Constantly we are more concerned with how do we generate leads? How do we generate commissions? With very little education, very little focus on what we do now with that money we did earn! And not end up in tax problems or living commission to commission.
We need to take that hard earned money and move it into a strategy that will build assets for us over the course of time so that eventually you can put yourself in a position where you have passive income coming in through investments.
I’m going to take you through four accounts that we at the Beer Home Team use.
If you want to have a better handle on your money I recommend you set up the same accounts, this will give you financial security for the future.
“I’m not a financial advisor. I’m not a financial planner, I’m not certified in any of it. And I don’t pretend to be. Take these concepts to your professionals and put together your strategy.”
When money comes in, there’s an account that you should have, for us, it’s our business account. The business account, this is where all of my commissions come in.
We also call it our revenue account and we pay expenses out of this account.
Additionally, every month, I have an automatic transfer go into a tax account.
With my CPA I think through where I believe my income will be at the end of the year, what will the tax liability be, and then I take that number divided by 12. And I move that into a tax account, on a monthly basis.
Furthermore, and maybe most importantly, you need what I’m going to call an investment/asset account.
At the end of the month, money left over in the business account I have an automatic transfer to the investment account.

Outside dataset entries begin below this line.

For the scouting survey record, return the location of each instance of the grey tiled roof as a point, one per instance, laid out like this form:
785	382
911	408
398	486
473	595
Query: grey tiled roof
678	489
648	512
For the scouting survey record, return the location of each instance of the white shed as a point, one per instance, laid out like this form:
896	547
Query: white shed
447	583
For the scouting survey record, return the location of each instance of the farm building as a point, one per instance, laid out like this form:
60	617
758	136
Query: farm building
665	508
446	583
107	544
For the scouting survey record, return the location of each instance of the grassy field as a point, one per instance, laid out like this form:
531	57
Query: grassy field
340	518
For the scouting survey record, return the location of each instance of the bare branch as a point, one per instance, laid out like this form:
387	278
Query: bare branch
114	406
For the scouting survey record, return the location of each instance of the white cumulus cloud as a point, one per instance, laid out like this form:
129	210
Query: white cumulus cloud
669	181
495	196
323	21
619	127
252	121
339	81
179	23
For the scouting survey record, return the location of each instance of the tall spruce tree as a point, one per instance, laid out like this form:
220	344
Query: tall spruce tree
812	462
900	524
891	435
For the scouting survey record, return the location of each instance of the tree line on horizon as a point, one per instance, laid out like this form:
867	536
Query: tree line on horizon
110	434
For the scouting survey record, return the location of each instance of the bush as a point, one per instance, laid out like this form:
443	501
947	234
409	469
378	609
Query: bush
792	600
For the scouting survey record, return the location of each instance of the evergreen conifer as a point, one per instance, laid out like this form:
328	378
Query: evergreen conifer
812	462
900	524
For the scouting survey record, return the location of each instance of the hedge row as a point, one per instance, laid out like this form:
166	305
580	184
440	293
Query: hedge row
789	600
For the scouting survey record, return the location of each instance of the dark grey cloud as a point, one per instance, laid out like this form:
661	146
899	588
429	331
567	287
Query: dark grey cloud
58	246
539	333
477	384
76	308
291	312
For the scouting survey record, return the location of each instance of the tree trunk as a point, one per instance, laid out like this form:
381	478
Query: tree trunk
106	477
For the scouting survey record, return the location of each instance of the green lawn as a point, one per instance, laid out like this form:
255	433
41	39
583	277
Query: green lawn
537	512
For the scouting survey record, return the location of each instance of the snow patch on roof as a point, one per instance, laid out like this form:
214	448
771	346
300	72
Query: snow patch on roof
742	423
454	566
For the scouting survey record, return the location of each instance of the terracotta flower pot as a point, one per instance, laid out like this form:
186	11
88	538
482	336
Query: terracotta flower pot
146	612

I transfer money into that account every single month, and I cannot do anything with that money unless it’s going to go toward purchasing an asset such as real estate.
Now we have a dedicated place for wealth building.
I’m going to recommend a book to you read The Richest Man in Babylon, because these concepts come straight out of there.
I know that a lot of us think I just barely make it out of the month, how am I going to squeeze a little bit off for that account.
The truth, if we really take an audit and look at how much money’s leaking out, $3 here $4 there and $5 there, whether it’s at Starbucks or your pack of cigarettes, or whatever you’re doing.
Put a minimum of 10% into the investment account still. Because there is an interesting law of money, where you’ll still just make it out of the month even after you take out that 10%.
Furthermore, I am an employee of this company. And I pay myself a salary, this is my personal account. My wife and I, we live out of here. We decide how much money do we need or want over the course of the month that we’re willing to spend and only use this account for them.
Our business retains earnings in the business account in order to reinvest into the business to improve. This pays for employees, office supplies and other expenses.
These are the four accounts that you need for your Real Estate Business
- Business Account
- Tax Account
- Investment/Asset account
- Personal Account
To recap; you need an automatic transfer into your tax account. You cannot avoid this one if you are making money. You can pretend like taxes are not happening. And then you can get a nasty surprise and go into back taxes and pay penalties or you can simply transfer automatically here every month.
Then put 10% aside to start investing. And you cannot touch this account unless you are putting it towards an investment.
Your personal account and only your personal account is what you live off of. Pay yourself a salary that fits your personal expenses.